For study 2 we used the methods described above, but only fit the data with functions 1 and 2. We did not have complete 30-minute data sets to fit the third function. We compared values obtained from the curve fits across groups using paired t-tests. We then conducted an additional analysis comparing the young subjects in study 1 with older control subjects in study 2. Values calculated using 2–10 minutes of PKAR response after participating in the interval protocol were compared using unpaired t-tests.

4.5 Power Analysis

Power analysis revealed an 80% chance to identify a significant (p < 0.05) difference between groups on the order of one standard deviation given a sample size of 6 subjects per group.

Acknowledgments

We thank Shannon Goebel for her assistance in data analysis.

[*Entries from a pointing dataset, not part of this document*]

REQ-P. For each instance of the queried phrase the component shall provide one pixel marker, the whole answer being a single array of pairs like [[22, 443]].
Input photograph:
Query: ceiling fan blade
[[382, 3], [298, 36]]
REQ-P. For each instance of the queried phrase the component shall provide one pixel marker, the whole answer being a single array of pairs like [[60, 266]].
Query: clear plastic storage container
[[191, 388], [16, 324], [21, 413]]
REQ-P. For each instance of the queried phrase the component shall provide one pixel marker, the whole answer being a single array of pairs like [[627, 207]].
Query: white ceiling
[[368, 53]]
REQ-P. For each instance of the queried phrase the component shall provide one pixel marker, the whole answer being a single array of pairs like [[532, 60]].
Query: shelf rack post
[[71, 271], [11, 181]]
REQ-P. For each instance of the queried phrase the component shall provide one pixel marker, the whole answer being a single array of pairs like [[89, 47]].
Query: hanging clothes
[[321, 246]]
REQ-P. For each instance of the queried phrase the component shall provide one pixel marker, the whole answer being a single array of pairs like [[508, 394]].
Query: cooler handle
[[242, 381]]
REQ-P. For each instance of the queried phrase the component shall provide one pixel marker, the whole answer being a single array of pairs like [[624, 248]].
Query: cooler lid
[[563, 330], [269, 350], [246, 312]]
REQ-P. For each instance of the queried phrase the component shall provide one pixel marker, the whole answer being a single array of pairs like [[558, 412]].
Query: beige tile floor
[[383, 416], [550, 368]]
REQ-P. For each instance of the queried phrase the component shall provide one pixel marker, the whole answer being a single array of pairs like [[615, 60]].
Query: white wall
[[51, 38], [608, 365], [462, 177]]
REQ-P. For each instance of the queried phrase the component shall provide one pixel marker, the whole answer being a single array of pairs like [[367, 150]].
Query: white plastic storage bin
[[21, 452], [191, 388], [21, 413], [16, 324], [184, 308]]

This work was supported by NIH grants 1 K01 HD048437-01 and NS41509, PODS I from the Foundation for Physical Therapy, the Greater St. Louis Chapter of the American Parkinson Disease Association (APDA), the APDA Center for Advanced PD Research at Washington University and the Barnes-Jewish Hospital Foundation (the Elliot H. Stein Family Fund and the Jack Buck Fund for PD Research).